BOD is the rate at which organisms use the oxygen in water or wastewater while stabilizing decomposable organic matter under aerobic conditions. In decomposition, organic matter serves as food for the bacteria and energy results from its oxidation.

BOD is the biological method used for the measurement of the total amount of dissolved oxygen (DO) used by microbes. Both aquatic life and microorganisms require oxygen to survive.
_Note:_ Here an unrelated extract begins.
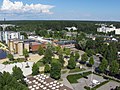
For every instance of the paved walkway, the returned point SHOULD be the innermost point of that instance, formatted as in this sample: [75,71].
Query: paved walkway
[109,85]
Microbes utilize DO in water to break down complex organic compounds present in the water such as sugars, cellulose, and other convertible synthetic substances. Marine animals such as fish use DO for respiration. However, the balance of DO consumption is quite delicate. When a large number of organic compounds are present in water, microbial activity will proliferate, putting a strain on the aquatic ecosystem. Critical DO reduction will ultimately harm marine life.

Total Suspended Solids are solid contaminants that either float on the surface of or are suspended in wastewater primarily due to their small size. TSS can include a wide variety of material, such as silt, decaying plant and animal matter, industrial wastes, and sewage.

High concentrations of suspended solids can cause many problems for stream health and aquatic life.

High levels of TSS can increase water temperatures and decrease DO levels. This is because suspended particles absorb more heat from solar radiation than water molecules will.

Nitrogen in wastewater is originally present in the form of organic nitrogen and ammonia. Natural biochemical processes slowly convert the organic nitrogen into ammonia, which is the form of nitrogen best able to be utilized as a nutrient by microorganisms in the treatment process. Treatment plants that have a Nitrogen limit will usually need to nitrify and denitrify in order to achieve the Nitrogen limit. Fully nitrified wastewater will have little or no organic nitrogen.

Nitrogen is an essential nutrient for plants and animals.

However, an excess amount of nitrogen in a waterway can lead to low levels of DO and negatively alter various plant life and organisms.

Influent wastewater is high in dissolved phosphorus. Dissolved phosphorus is converted into particulate phosphorus either chemically or biologically. These particulate solids are settled in a clarifier or filtered. Particulate solids are removed from process, reducing the total phosphorus concentration in the water.

Phosphorus removal during wastewater treatment is vital to ensuring public safety and protecting the environment.

Removal of this nutrient from waste streams is key to preventing eutrophication – a natural process inciting algae blooms.

Escherichia coli (E. coli) are bacteria found in the environment, foods, and intestines of people and animals. E. coli are a large and diverse group of bacteria. Although most strains of E. coli are harmless, some can make you sick.

E. coli in water is an indicator of pathogens such as bacteria and viruses.

Standard disinfection with chlorine, hypochlorite, chlorine dioxide, peracetic acid (used at RWHTF), ozone and ultraviolet (UV) (used at NTP) are effective in minutes in low turbidity water to remove E. coli.